In the film, She Wore a Yellow Ribbon, reminds that the world goes on and leaves us behind as relics of a bye-gone age little remembered as the world revolves from night today from one year to the next.
In She Wore a Yellow Ribbon, the second of John Ford’s Cavalry trilogy, after an Indian raid, they found Trooper John Smith dying. The score “Dixy Land” begins to play, and we get the sense there is more to this man than just being a red shirt in a cavalry film. When he dies from his wounds, they gave him a military funeral, a sign of respect from his commanding officer, Captain Nathan Brittles. They commend his body to the ground, not as US trooper John Smith, but as Rome Clay, late Brigadier General Confarreate Army. Brittles calls him “A gallant Soldiers and a Christian gentleman.” The Confederate flag too is laid to rest with him as “Taps” plays.

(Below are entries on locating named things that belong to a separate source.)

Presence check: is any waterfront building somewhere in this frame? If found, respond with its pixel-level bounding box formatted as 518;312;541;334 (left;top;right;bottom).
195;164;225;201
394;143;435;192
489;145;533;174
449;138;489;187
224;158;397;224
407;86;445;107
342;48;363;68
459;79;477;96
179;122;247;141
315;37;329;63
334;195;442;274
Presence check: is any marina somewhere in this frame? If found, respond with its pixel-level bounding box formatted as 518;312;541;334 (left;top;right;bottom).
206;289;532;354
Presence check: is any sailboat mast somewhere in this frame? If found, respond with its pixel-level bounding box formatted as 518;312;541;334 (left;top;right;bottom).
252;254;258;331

After the Civil War ended, the tension between the states remained. In this film, Ford boldly honors the men who fought for the South and the Union. Even today, this is highly controversial. The Confederate flag has become a symbol of bigotry. In its time, it was one of rebellion. From the Confederacy’s point of view, it was the symbol of resistance against tyranny. In the South, they saw the over-reach and rapid centralization of the Federal government as the same tyranny the British once imposed on the American colonies.
Ford was a private, and often tight-lipped man, but he spoke through his films. In a film celebrating the heroism of the US Cavalry, he also acknowledged the heroism of men who fought against the US government and lost. Trooper John Smith, once Brigadier General Rome Clay, accepted defeat and found a place in the new world, where he started his life over in the same line of work. It was that or let the world move on without him, remaining stuck in the past and clinging to a vision of a world that would never be.